Murray S. Kucherawy --> dkim-milter-discuss (2008-07-08 16:03:28 -0700):
> On Fri, 23 May 2008, Jukka Salmi wrote:
> > Sure, thanks. With this patch applied, I see mi_wr_cmd() fail with
> > EBADF. Log is available.
> > Regards, Jukka
> >  http://salmi.ch/~jukka/dkim-milter/maillog_20080522
> Yep, this confirms the previous findings. Everything is fine with the I/O
> between postfix and the filter until:
> - postfix sends SMFIC_BODYEOM (end-of-message) to the filter and waits for
> a reply
> - postfix immediately decides the wait for the reply has failed (though
> the "why" remains a mystery), shuts down its connection to the filter and
> temp-fails the message
> - dkim-filter still thinks the connection is there, so it tries to send an
> SMFIR_INSHEADER (insert header) request, which fails because the socket is
> actually no longer open
> - since the insert header request fails, it replies with SMFIR_TEMPFAIL to
> try to get the message to temp-fail, but this also fails since the socket
> is no longer open
> We know the second write returns with EBADF, meaning the descriptor has
> been closed from the filter side. If it were the postfix side closing the
> connection, we'd be seeing EPIPE instead of EBADF.
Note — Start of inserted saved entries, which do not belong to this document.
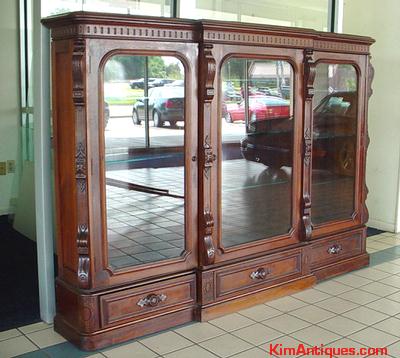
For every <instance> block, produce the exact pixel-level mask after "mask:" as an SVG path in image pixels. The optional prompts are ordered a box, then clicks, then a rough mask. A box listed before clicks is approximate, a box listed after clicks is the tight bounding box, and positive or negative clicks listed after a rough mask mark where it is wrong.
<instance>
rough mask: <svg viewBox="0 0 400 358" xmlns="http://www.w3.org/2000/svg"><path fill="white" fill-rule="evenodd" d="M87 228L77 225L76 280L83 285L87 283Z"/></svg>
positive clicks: (88, 230) (88, 278)
mask: <svg viewBox="0 0 400 358" xmlns="http://www.w3.org/2000/svg"><path fill="white" fill-rule="evenodd" d="M88 236H89V228H88V226H87V225H86V224H80V225H78V237H77V246H78V280H79V282H81V283H82V284H84V285H87V284H88V282H89V263H90V258H89V242H88Z"/></svg>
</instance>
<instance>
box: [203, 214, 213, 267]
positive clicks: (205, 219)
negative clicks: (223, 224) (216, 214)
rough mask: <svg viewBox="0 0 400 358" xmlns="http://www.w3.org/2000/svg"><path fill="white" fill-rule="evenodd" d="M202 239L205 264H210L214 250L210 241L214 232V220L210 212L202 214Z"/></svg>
mask: <svg viewBox="0 0 400 358" xmlns="http://www.w3.org/2000/svg"><path fill="white" fill-rule="evenodd" d="M204 223H205V228H204V239H203V244H204V248H205V253H206V261H207V264H212V263H213V262H214V260H215V248H214V244H213V241H212V234H213V230H214V218H213V215H212V213H211V211H210V210H206V211H205V212H204Z"/></svg>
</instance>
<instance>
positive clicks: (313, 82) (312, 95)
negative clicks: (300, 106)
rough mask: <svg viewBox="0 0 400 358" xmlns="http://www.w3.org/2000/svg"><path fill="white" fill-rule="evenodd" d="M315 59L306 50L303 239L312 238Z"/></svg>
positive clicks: (304, 62)
mask: <svg viewBox="0 0 400 358" xmlns="http://www.w3.org/2000/svg"><path fill="white" fill-rule="evenodd" d="M314 79H315V59H314V51H313V50H312V49H305V50H304V129H303V158H302V159H303V199H302V221H303V240H310V239H311V235H312V224H311V177H312V131H313V123H312V122H313V110H312V100H313V97H314Z"/></svg>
> It looks a lot like fd 8 in the dkim-filter process has suddenly become
> invalid for no apparent reason. There's no path that I can see in
> libmilter's source code to having that descriptor closed and yet
> continuing to try to use it. dkim-filter doesn't have access to the
> milter context structure in order to get access to that descriptor number,
> so for it to be the problem it would have to call close() someplace on the
> wrong descriptor number. However, neither libdkim nor dkim-filter ever
> close() anything in normal operation because there's no need to do so.
> libdkim only creates (and later closes, via libcrypto) temporary files for
> certain special circumstances, and your configuration doesn't appear to be
> using any of those.
> So, for the moment, I'm stumped. My best guesses now are a bug in the
> underlying socket handling code (i.e. libc or the kernel) or something in
> libcrypto which is causing BIO_free() to close the wrong descriptor from
> time to time.
The systems in question will get an OS upgrade in the next weeks /
months. Let's see if the milter problem disappears with that upgrade...
> Someone said this doesn't happen if you change from UNIX domain sockets to
> TCP sockets. Has this also been tried?
Yes; I was originally using UNIX domain sockets when I first saw the
problem but switched to TCP sockets then to be able to capture the
packets. I haven't switched back since...
$ ((RANDOM%6)) || rm -rf ~